Des manifestantes brandissent des photos de Selahattin Demirtas, leader du Parti démocratique des peuple, prokurde, lors d’un rassemblement le 17 septembre 2017 à Diyarbakir, en Turquie / © AFP/Archives / ILYAS AKENGIN
Un an après l’arrestation de son charismatique chef de file Selahattin Demirtas, le principal parti prokurde de Turquie refuse de jeter l’éponge, mais aura fort à faire pour rester une force majeure d’opposition au président Recep Tayyip Erdogan.
M. Demirtas a été arrêté avec une dizaine d’autres députés du Parti démocratique des peuples (HDP) le 4 novembre 2016, alors que les purges lancées après le coup d’Etat manqué du 15 juillet 2016 s’étendaient aux milieux critiques et prokurdes.
Accusé d’être membre et de faire de la propagande pour le Parti des travailleurs du Kurdistan (PKK), organisation classée « terroriste » par Ankara et ses alliés occidentaux, M. Demirtas, 44 ans, risque jusqu’à 142 ans d’emprisonnement.
Le gouvernement « essaie de mettre fin au parti.
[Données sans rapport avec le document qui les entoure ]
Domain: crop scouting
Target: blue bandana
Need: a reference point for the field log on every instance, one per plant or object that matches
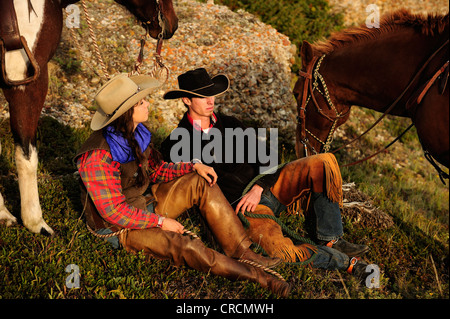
(120, 150)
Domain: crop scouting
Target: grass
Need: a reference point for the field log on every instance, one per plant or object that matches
(412, 254)
(33, 266)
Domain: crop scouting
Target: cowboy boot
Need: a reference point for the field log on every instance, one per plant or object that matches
(268, 234)
(177, 196)
(184, 250)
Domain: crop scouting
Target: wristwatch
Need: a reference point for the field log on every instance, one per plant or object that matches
(160, 221)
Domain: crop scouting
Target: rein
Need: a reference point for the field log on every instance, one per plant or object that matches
(308, 85)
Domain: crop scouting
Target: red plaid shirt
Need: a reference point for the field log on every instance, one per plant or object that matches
(101, 176)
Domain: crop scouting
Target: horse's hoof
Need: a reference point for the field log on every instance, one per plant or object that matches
(7, 219)
(40, 228)
(47, 233)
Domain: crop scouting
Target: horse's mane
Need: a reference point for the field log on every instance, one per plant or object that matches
(427, 24)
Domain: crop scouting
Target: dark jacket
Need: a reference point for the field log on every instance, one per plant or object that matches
(234, 177)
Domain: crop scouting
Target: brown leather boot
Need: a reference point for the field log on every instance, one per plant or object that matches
(177, 196)
(184, 250)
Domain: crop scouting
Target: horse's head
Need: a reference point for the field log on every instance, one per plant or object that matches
(156, 16)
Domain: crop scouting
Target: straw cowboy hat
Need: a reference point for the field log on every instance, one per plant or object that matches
(198, 83)
(118, 95)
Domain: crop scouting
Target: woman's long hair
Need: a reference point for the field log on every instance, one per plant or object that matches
(125, 125)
Mais il n’y arrivera pas », a déclaré à l’AFP Serpil Kemalbay, nommée en mai co-présidente du parti pour succéder à Figen Yüksekdag, qui co-dirigeait le HDP avec M. Demirtas et a été arrêtée avec lui.
Le HDP, troisième formation au Parlement turc, a toujours nié tout lien avec la rébellion armée kurde, affirmant être ciblé par les autorités pour son opposition farouche au président Erdogan.
Actuellement, neuf députés du HDP sont en prison, selon les chiffres du parti. Cinq de ses 59 députés élus en novembre 2015 ont également été déchus de leur mandat, dont Mme Yüksekdag, et 55 d’entre eux font l’objet d’une ou plusieurs enquêtes.
En outre, depuis la rupture à l’été 2015 d’un cessez-le-feu avec le PKK qui visait à mettre fin à un conflit qui a fait plus de 40.000 morts depuis 1984, plus de 4.500 membres et sympathisants du HDP ont été incarcérés à travers le pays, selon le parti.
Pour Filiz Kerestecioglu, co-cheffe du groupe parlementaire HDP, cette formation est « le seul vrai parti d’opposition ». Les autorités, dit-elle, s’efforcent de le « criminaliser » par tous les moyens et de le priver d’espace médiatique.
– Rival d’Erdogan –
Le HDP avait créé la surprise lors des élections législatives de juin 2015, raflant 80 sièges et privant ainsi le Parti de la justice et du développement (AKP, au pouvoir) de la majorité absolue. Mais lors de nouvelles élections convoquées pour novembre de la même année, le HDP a perdu 21 députés.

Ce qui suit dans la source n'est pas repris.